Welsh Badger Vaccination Project

Summary of First Year (2012) Report 

  • The BVP is taking place in 288 km2 mainly in north Pembrokeshire in an area known as the TB Intensive Action Area (IAA)
  • Year 1 field operations took place between May and November 2012 and involved ten teams consisting of two field operatives employed by the Welsh Assembly Government.
  • Fresh sett surveys were conducted in line with Fera’s methodology. Results of a 2010 sett survey undertaken (as part of an earlier proposal to cull badgers) were verified.
  • The vast majority of landowners in the area were extremely cooperative.
    • 472 landowners allowed access onto their land, which comprised 241 km2 of land and 313 main badger setts.
    • 14 landowners refused access for trapping and vaccinating. This prevented access to around 7 km2  and 190 setts, based on the 2010 sett survey.
    • 22 setts identified in 2010 were not accessed directly as the relevant landowners could not be contacted
  • Depending on various assumptions about sett size and whether main and subsidiary setts were accurately identified, the adult badger population in the IAA was estimated to be between roughly 1,200-2,500, with a mid-range figure of around 1,900. It is difficult to estimate the population more precisely as it is notoriously difficult to count a shy, nocturnal, ground-dwelling, social species such as the badger.
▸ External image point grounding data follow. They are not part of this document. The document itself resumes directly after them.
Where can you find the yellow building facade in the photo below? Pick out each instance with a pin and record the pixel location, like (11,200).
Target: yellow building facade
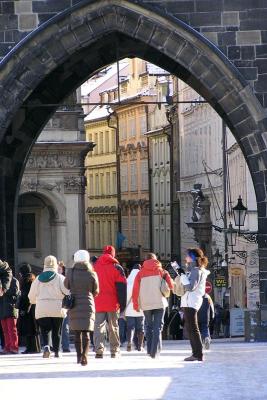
(101,174)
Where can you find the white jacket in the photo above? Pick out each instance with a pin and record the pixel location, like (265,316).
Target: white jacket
(129,311)
(48,296)
(195,285)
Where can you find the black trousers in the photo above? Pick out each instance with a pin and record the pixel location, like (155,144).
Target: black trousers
(81,342)
(190,316)
(54,325)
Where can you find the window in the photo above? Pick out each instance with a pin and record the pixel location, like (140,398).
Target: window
(122,129)
(113,140)
(109,232)
(145,231)
(102,186)
(143,128)
(144,175)
(92,235)
(133,177)
(134,230)
(91,185)
(114,182)
(108,192)
(132,127)
(26,231)
(125,229)
(98,235)
(96,142)
(101,143)
(97,185)
(124,178)
(107,142)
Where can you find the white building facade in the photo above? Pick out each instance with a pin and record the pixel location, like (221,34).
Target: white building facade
(51,199)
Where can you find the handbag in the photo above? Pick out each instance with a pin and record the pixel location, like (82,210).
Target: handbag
(164,287)
(178,288)
(68,300)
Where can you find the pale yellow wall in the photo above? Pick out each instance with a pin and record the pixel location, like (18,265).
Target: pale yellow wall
(101,191)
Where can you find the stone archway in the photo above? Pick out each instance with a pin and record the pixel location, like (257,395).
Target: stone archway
(58,56)
(37,233)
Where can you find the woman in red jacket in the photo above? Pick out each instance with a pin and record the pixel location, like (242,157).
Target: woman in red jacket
(148,297)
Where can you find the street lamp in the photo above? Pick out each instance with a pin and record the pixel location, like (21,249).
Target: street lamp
(231,235)
(240,212)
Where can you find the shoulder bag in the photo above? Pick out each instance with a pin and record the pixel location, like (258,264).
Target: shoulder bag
(68,300)
(164,287)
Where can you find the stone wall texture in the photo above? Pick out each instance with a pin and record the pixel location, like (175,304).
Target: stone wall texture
(237,27)
(61,54)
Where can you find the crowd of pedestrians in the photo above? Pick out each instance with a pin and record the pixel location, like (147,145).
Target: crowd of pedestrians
(107,306)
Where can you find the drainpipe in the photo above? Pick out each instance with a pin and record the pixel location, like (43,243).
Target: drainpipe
(151,244)
(118,167)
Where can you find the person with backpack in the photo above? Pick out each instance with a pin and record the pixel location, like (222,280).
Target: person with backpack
(110,301)
(147,296)
(134,319)
(83,284)
(47,292)
(205,316)
(194,282)
(9,316)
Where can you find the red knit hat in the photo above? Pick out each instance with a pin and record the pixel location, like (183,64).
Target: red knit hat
(109,250)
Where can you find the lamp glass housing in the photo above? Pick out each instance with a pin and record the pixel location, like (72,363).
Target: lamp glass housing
(240,212)
(231,235)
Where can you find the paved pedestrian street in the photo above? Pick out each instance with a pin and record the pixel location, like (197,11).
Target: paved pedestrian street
(232,370)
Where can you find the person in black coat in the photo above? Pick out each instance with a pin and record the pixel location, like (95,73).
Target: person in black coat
(8,317)
(175,324)
(5,279)
(205,315)
(27,324)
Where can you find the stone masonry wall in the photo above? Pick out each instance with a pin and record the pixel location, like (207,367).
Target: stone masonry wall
(237,27)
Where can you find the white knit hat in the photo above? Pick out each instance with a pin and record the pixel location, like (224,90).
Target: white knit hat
(81,256)
(50,262)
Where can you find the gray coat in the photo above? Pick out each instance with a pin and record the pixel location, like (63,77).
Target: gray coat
(83,284)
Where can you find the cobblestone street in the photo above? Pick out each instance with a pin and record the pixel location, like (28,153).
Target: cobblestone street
(231,371)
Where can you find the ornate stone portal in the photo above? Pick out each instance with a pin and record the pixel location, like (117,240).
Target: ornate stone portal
(51,201)
(201,221)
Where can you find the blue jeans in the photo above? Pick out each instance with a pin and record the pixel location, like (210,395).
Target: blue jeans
(204,329)
(65,336)
(122,330)
(134,325)
(154,325)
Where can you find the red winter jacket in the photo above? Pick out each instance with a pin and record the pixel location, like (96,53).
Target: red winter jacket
(146,289)
(112,285)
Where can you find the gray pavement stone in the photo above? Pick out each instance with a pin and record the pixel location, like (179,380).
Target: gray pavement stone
(232,370)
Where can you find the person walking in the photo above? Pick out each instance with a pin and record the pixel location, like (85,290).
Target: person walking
(147,297)
(65,334)
(226,321)
(204,317)
(110,301)
(8,317)
(27,324)
(134,319)
(5,277)
(82,282)
(47,292)
(194,282)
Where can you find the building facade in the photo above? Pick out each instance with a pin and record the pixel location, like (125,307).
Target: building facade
(101,174)
(51,216)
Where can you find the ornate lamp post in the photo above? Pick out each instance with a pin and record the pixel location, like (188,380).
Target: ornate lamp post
(240,212)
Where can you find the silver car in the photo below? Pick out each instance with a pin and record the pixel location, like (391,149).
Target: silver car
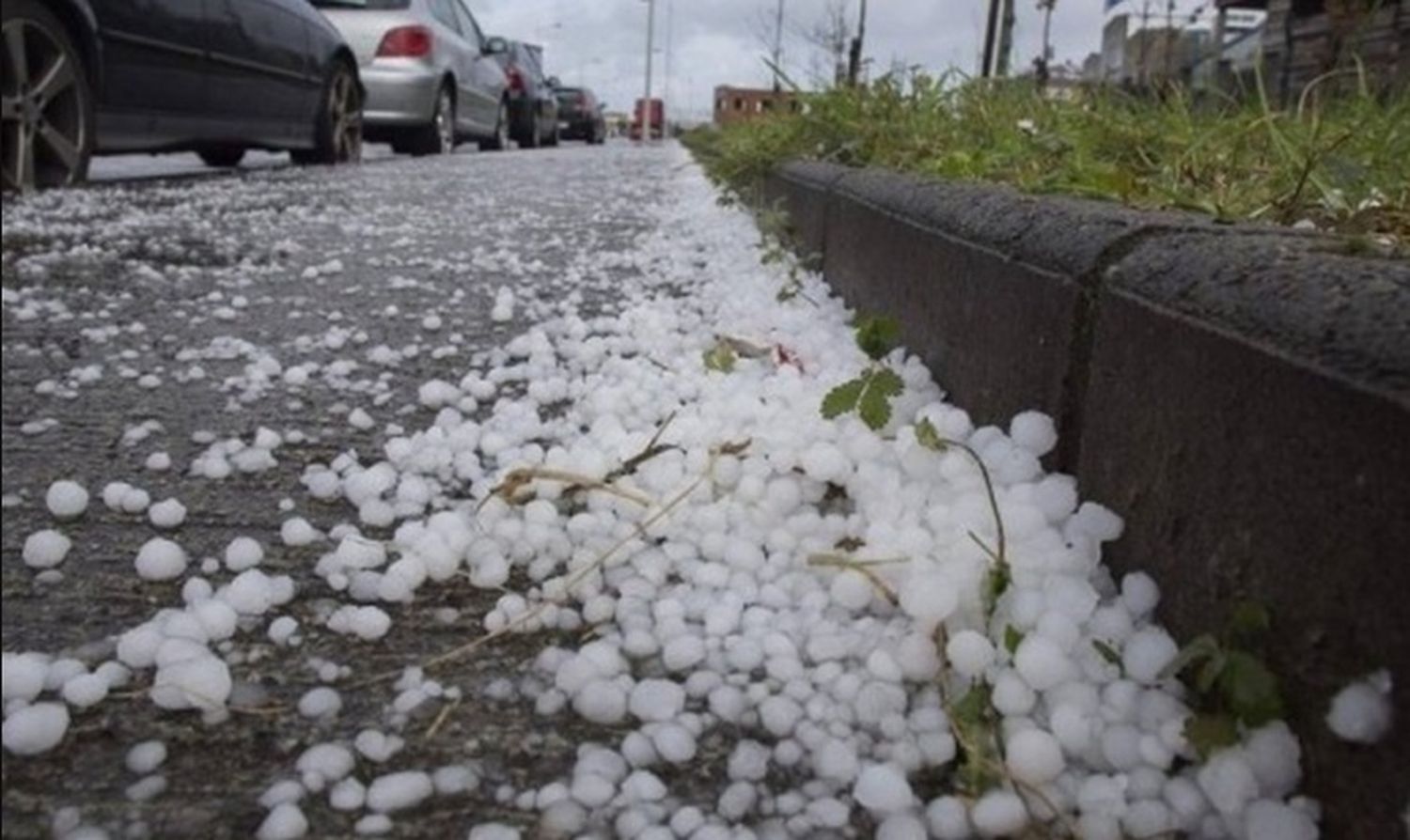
(431,78)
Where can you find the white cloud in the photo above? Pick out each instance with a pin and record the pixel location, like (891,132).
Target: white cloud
(603,42)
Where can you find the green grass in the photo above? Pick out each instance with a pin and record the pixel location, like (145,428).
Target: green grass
(1341,158)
  • Prior to vaccinating, field operatives underwent a four-day course run by Fera on Cage Trapping and Vaccination of Badgers to become accredited lay vaccinators. The course included theoretical and practical components on relevant legislation, storage for vaccines, badger trapping, badger welfare and administration of vaccine.
  • A total of 1,424 badgers were successfully trapped and vaccinated in 2012. Nearly 84% of all badgers vaccinated were adults. This means, between 48-95% of all adult badgers in the IAA were vaccinated in 2012.
  • Despite it being one of the wettest summers on record, badger trapping and vaccination took place without any major incident. No badgers were seriously injured or showed any sign of adverse reaction to the vaccine. No staff were injured either.
  • The project cost around £945,000 in 2012, including start-up costs, which was in line with the Government’s original cost estimates. The bulk of the expenses were related to staff costs.